Good god, it’s been a bad year at the cinema. It’s not so much that there’ve been a lot of awful films, although of course there have. It’s more that there have been a lot of deeply average ones, and very little greatness to share around. Even the better end of the scale, it’s not quite scratched the right itch for us: as good as, say, “Beginners” or “Win Win” or “Midnight in Paris” are, they don’t quite get the synapses firing in the way that truly great cinema does. It’s the kind of thing that the crime flick has always done well — there’s a reason that the Cahiers du Cinema crowd worshiped early American genre pictures, for example, but there’s been little to be excited about even in that department.

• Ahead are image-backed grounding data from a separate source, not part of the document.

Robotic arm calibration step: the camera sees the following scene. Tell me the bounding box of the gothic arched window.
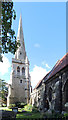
[48,87,52,102]
[17,66,20,73]
[22,67,25,75]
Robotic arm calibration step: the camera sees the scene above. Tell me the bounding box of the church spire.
[15,15,26,60]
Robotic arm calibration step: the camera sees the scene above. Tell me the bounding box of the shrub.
[8,104,16,108]
[24,104,32,111]
[32,106,39,113]
[15,102,26,108]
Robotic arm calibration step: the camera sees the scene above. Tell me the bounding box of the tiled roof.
[48,53,68,79]
[34,53,68,89]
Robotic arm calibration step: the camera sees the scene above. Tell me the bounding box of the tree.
[0,79,8,104]
[0,2,20,61]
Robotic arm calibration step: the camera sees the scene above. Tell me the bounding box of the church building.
[7,15,31,106]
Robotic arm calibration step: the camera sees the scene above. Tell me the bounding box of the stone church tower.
[7,15,31,106]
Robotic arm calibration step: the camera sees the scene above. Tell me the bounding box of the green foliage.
[24,104,32,112]
[8,104,16,109]
[15,102,26,108]
[32,106,39,113]
[0,79,8,104]
[0,2,20,61]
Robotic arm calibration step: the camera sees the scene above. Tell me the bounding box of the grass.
[0,104,42,119]
[0,107,12,111]
[16,112,42,118]
[16,104,42,118]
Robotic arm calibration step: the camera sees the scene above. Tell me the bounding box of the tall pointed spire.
[15,15,26,60]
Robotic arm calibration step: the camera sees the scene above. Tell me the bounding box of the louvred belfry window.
[22,67,25,75]
[17,66,20,73]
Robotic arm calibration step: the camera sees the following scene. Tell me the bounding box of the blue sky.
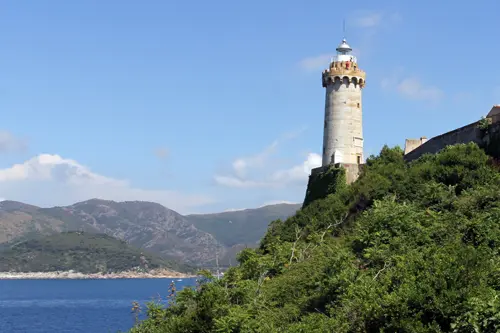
[0,0,500,213]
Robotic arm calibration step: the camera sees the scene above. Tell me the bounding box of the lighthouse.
[322,38,366,167]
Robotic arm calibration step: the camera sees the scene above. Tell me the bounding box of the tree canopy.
[131,144,500,333]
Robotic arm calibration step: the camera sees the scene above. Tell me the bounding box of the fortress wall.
[405,138,427,155]
[404,122,483,162]
[404,118,500,162]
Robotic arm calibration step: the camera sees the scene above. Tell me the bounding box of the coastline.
[0,269,196,280]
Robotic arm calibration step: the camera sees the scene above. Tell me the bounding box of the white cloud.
[222,127,306,179]
[232,140,279,177]
[214,153,321,188]
[380,69,444,102]
[154,147,169,160]
[0,130,27,153]
[0,154,214,213]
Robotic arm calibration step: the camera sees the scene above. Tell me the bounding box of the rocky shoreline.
[0,269,196,280]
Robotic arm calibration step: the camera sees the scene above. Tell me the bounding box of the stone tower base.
[311,163,363,184]
[302,163,363,208]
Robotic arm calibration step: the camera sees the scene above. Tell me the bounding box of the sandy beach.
[0,270,196,280]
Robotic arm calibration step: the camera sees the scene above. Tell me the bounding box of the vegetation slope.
[131,144,500,333]
[186,204,301,247]
[0,232,189,273]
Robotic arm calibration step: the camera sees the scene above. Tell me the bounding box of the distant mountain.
[0,199,217,265]
[0,199,300,266]
[186,204,302,262]
[0,232,189,273]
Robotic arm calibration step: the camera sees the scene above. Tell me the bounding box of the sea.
[0,278,196,333]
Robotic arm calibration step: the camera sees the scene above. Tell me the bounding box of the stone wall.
[404,120,500,162]
[302,164,346,208]
[405,137,427,155]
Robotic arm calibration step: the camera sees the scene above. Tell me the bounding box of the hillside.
[0,199,293,266]
[0,232,189,273]
[186,204,301,247]
[131,144,500,333]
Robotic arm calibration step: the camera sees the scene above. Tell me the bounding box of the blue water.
[0,279,196,333]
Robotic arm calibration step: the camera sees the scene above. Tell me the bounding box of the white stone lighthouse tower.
[322,38,365,167]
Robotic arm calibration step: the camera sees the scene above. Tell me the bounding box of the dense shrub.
[132,144,500,333]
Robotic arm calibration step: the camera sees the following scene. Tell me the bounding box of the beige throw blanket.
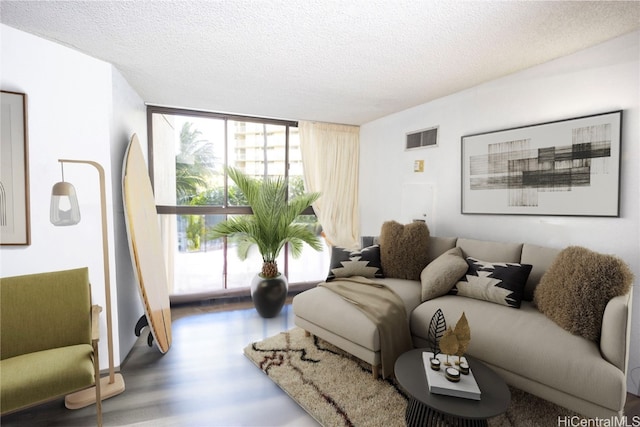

So it’s lucky that Nicolas Winding Refn‘s “Drive” has come along: it’s a shot of pure cinema straight to the eyeball, and one that’s stopped us from losing the faith just as we were about to start looking for gigs at What Yacht Magazine.
The plot is fairly spare and simple, although complex enough where it needs to be. Gosling is the unnamed hero, a mechanic and occasional Hollywood stunt driver who moonlights as a getaway man for heists. He works for a kindly garage owner (a perfectly grizzled Bryan Cranston). The pair are hoping to get a stock car running in races across the country and raise some investment from Mob-affiliated former movie producer Bernie Rose (Albert Brooks), and his impetuous partner Nino (Ron Perlman). At the same time, the Driver meets a beautiful neighbor, Irene (Carey Mulligan), a single mother whose husband Standard (Oscar Isaac) is about to be released from prison. But thugs are threatening Standard and his family, and the Driver steps into help, setting off a brutal chain of violence.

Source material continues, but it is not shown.